Sunday, January 15, 2012

Norman Rockwell Exhibit at Dayton Art Institute

My friends and I went to Dayton to their Art Institute to see American Chronicles: The Art of Norman Rockwell. The paintings coming from the Norman Rockwell Museum in Stockbridge, Mass. The exhibit traces the evolution of Rockwell's art and illustrations throughout his career. The exhibit has 42 original artworks and a complete set of 323 Saturday Evening Post cover tear sheets spanning 47 years.

Norman Rockwell    Four Freedoms: Freedom of Religion 
Norman Rockwell began his career as a teenager. His first publications was Tell Me Why. At nineteen he became the art editor of Boy's Life magazine, the official magazine of the Boys Scouts of America. He began his career at the Saturday Evening Post in 1916. Rockwell drew and painted over four thousand images in which he explored the impact on  popular culture with his reflections on childhood innocence to powerful, consciousness-raising images.

In this exhibit we saw these powerful illustrations in his Four Freedoms (Freedom of Speech; Freedom of Want; Freedom of Fear; Freedom of Religion), A Scout is Helpful, the painting of Murder In Mississippi along with the sketches and news clippings about the tragedy, The Problem We All Live With about Civil Rights and the Supreme Courts ordering of integration in schools. Idyllic childhood images such as Going and Coming, A Day in The Life of a Young Girl, No Swimming and  Girl at Mirror. Whether the images were comical, idyllic or powerful they were all amazingly painted.

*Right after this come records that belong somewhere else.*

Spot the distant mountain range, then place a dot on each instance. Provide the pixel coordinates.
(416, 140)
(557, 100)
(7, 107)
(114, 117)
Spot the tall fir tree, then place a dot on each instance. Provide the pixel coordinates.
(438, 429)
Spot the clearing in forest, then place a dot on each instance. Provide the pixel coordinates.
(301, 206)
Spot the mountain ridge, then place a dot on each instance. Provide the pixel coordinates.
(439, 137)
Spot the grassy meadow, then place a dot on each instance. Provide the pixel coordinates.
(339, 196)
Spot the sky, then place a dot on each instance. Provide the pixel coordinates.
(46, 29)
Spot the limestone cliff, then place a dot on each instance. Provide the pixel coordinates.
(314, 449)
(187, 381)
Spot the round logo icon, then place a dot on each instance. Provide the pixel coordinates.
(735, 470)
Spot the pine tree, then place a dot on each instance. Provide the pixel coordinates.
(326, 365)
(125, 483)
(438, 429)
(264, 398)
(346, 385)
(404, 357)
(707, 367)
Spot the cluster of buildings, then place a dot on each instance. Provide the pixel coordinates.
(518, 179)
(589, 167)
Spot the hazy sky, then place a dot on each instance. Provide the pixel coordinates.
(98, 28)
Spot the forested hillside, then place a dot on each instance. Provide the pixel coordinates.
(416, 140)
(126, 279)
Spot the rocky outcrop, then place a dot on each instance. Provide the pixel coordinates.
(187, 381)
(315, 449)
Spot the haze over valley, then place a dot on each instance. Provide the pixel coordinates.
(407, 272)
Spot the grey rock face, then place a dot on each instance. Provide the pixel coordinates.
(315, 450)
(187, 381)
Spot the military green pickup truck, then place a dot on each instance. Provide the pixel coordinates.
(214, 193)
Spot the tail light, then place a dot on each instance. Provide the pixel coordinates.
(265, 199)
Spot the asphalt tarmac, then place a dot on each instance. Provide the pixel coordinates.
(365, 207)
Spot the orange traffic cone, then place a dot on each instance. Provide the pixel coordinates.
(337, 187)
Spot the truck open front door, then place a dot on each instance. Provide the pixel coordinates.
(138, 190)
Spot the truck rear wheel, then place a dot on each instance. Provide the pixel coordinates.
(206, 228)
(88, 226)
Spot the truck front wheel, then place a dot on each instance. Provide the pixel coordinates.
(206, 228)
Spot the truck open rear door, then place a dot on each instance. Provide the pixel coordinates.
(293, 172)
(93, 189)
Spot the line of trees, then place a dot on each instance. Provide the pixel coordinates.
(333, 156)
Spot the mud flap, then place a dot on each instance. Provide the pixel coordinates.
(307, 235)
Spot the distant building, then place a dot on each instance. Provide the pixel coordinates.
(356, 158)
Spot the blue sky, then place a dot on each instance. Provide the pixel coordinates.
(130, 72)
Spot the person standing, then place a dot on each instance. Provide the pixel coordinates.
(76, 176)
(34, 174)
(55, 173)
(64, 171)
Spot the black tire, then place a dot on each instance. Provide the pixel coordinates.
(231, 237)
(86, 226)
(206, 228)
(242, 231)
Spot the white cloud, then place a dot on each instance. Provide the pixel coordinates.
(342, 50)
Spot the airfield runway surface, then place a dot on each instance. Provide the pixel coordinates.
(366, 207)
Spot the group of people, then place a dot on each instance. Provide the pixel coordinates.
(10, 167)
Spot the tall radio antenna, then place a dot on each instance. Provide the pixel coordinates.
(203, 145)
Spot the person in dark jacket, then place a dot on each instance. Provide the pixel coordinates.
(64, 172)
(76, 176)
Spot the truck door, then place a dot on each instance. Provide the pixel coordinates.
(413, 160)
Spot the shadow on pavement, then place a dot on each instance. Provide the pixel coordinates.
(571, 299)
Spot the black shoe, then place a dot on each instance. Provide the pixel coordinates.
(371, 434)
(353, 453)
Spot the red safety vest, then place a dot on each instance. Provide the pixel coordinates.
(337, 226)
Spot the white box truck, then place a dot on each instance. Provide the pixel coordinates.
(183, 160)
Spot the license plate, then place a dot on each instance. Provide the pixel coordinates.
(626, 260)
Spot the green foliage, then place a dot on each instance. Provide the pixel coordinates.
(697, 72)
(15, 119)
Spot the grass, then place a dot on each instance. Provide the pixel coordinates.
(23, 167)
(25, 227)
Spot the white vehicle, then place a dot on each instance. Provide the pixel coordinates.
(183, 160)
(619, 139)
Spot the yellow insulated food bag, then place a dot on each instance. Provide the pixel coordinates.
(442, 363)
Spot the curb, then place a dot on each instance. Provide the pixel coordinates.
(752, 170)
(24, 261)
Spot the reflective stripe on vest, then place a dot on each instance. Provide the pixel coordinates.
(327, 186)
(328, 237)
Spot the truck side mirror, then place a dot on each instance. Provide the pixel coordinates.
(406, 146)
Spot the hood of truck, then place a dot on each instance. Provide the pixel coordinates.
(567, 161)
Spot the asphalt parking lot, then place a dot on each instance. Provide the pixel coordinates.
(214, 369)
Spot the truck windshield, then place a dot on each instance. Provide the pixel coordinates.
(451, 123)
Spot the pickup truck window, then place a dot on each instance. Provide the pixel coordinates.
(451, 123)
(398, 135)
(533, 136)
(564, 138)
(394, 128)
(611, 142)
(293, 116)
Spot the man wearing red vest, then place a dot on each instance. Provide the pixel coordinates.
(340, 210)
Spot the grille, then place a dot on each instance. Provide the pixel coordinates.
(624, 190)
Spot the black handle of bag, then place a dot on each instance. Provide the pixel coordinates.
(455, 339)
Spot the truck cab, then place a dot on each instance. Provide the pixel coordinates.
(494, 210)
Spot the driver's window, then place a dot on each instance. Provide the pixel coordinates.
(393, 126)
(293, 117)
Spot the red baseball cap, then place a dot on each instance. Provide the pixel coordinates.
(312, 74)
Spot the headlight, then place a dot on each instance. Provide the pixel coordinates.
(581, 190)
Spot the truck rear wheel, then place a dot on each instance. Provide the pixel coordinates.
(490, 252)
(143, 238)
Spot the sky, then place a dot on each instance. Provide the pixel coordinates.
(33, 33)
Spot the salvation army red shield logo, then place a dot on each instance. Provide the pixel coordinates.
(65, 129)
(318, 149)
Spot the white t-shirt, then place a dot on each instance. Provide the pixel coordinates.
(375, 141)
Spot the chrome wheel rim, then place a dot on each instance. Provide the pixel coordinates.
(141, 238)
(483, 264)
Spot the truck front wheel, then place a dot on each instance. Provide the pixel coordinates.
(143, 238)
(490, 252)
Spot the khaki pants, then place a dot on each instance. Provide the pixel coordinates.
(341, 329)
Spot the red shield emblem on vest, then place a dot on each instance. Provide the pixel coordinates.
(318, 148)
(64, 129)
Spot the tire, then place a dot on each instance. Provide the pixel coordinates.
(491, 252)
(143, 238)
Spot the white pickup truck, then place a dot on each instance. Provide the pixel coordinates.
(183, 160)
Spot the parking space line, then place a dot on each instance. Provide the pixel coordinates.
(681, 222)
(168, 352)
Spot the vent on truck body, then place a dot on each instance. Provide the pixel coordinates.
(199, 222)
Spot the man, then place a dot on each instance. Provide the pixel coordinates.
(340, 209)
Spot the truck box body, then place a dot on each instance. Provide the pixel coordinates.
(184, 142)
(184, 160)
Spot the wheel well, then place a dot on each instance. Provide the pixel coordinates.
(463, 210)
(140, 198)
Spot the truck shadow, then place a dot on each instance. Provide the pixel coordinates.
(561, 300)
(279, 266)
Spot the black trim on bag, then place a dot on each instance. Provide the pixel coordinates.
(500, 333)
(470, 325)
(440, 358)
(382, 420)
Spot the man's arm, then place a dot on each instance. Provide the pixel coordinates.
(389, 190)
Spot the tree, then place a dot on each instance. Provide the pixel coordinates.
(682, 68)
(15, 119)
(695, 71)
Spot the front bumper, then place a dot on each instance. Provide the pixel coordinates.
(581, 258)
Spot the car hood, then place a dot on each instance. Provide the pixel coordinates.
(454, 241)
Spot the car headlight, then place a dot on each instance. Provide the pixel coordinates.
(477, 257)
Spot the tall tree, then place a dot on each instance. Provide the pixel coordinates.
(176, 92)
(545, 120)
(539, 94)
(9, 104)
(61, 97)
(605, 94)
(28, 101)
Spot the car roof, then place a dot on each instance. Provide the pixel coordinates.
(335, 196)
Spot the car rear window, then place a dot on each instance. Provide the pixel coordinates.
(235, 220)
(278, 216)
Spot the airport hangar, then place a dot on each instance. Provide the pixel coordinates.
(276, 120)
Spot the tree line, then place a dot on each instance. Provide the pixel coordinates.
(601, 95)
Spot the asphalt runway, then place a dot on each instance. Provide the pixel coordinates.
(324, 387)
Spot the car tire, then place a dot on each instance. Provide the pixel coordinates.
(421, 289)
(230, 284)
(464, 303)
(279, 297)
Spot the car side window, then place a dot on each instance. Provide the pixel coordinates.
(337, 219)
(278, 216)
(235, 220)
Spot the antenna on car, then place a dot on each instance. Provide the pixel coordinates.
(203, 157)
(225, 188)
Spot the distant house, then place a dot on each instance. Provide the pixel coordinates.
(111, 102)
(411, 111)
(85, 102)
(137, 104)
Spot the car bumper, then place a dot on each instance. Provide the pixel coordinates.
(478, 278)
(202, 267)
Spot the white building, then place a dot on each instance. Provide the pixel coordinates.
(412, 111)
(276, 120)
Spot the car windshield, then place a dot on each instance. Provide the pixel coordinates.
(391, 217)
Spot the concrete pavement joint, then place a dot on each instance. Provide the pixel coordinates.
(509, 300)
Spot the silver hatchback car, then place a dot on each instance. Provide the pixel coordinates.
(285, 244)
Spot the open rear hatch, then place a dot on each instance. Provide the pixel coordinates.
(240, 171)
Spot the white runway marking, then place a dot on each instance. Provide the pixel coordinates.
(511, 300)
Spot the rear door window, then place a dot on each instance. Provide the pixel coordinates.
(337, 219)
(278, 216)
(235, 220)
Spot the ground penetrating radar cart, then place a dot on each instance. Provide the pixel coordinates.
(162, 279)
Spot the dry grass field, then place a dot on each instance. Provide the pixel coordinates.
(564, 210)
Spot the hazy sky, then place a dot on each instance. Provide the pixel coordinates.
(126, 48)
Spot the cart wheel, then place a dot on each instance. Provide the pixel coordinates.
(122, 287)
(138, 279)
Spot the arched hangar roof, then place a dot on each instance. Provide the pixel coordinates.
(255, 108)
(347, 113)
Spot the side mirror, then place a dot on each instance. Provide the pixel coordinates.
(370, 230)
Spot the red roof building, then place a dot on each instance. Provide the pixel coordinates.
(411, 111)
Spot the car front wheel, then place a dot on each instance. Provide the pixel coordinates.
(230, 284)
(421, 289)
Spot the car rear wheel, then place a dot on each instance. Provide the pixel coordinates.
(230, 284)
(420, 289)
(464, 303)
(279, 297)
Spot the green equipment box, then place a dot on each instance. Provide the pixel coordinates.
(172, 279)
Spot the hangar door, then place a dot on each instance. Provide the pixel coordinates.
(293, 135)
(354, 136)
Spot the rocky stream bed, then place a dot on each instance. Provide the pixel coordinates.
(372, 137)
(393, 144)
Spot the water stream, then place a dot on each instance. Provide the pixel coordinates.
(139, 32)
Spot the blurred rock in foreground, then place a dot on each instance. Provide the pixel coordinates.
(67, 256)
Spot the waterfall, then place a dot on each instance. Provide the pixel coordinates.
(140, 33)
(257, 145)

Norman Rockwell     TheCritique  
One of my favorites was The Critique. The young man inspecting the Dutch influenced painting was Norman Rockwell's son. In his preparation of this painting, Norman Rockwell did many, many sketches of the paintings in this illustration. He painted the paintings in this illustration in the classical style of Peter Paul Rubens (portrait of his wife) and the Dutch cavaliers in the painting watching the young man's inspection of the lady.

In Rockwell's preparation he used several models to pose and  take shots of their expressions from different angles.  He then did a full sized study of the scene in pencil or charcoal. The woman's face was painted on clear plastic in many ways. Rockwell then held these sketches to the canvas until he found the head shot and expression that he liked. When he liked his sketches, Rockwell painted color studies. When all the preliminary work was finished, the final oil painting was started.

As the student leans in to look closer at the woman, she gives him a comical, yet quizzical look as if to say "get back buster!" The gentlemen's animated expressions, in the background painting, look on with concern as the boy leans into the painting. They probably wonder if the young man is getting too close to the lady. I just love the humor in this painting. The Critique was on the cover of the Saturday Evening Post April 1955.

Norman Rockwell is considered an illustrator, but I have always admired him as an artist.

I am lucky that I have friends that enjoy seeing exhibits and travel with me to view them. This exhibit will be at the Dayton Art Institute until February 5, 2012. I highly recommend the trip to see this thought provoking body of work.


Thursday, January 12, 2012

Following a Vision

Once a week, for ten weeks before Christmas I taught a watercolor class to an exceptional young woman. She had art in high school, but now that she was through college and in a new job, she wanted to learn how to paint with watercolors. During the ten weeks we worked on many techniques that lead up to her picking what she wanted to paint. She chose orchids, stating that she liked my painting of orchids.
E. Miller     Watercolor     SOLD
She obtained a How to book on painting flowers in watercolor. She liked the fuchsia orchids that the artist author had. My student took those orchids and placed them on her paper the way she wanted them to appear, not how the artist placed hers. She then talked me through her vision for the painting. The next four weeks she would ask how would she could achieve her goal and I sat beside her with my paper and reminded her of the strokes we went over, or how wet into wet would work in certain areas, dry brush in others.We discussed design on where the stems should be placed and if leaves were needed. All leading up to her vision coming to life.

I think she achieved her vision and can not wait to see what she will "see" to paint next.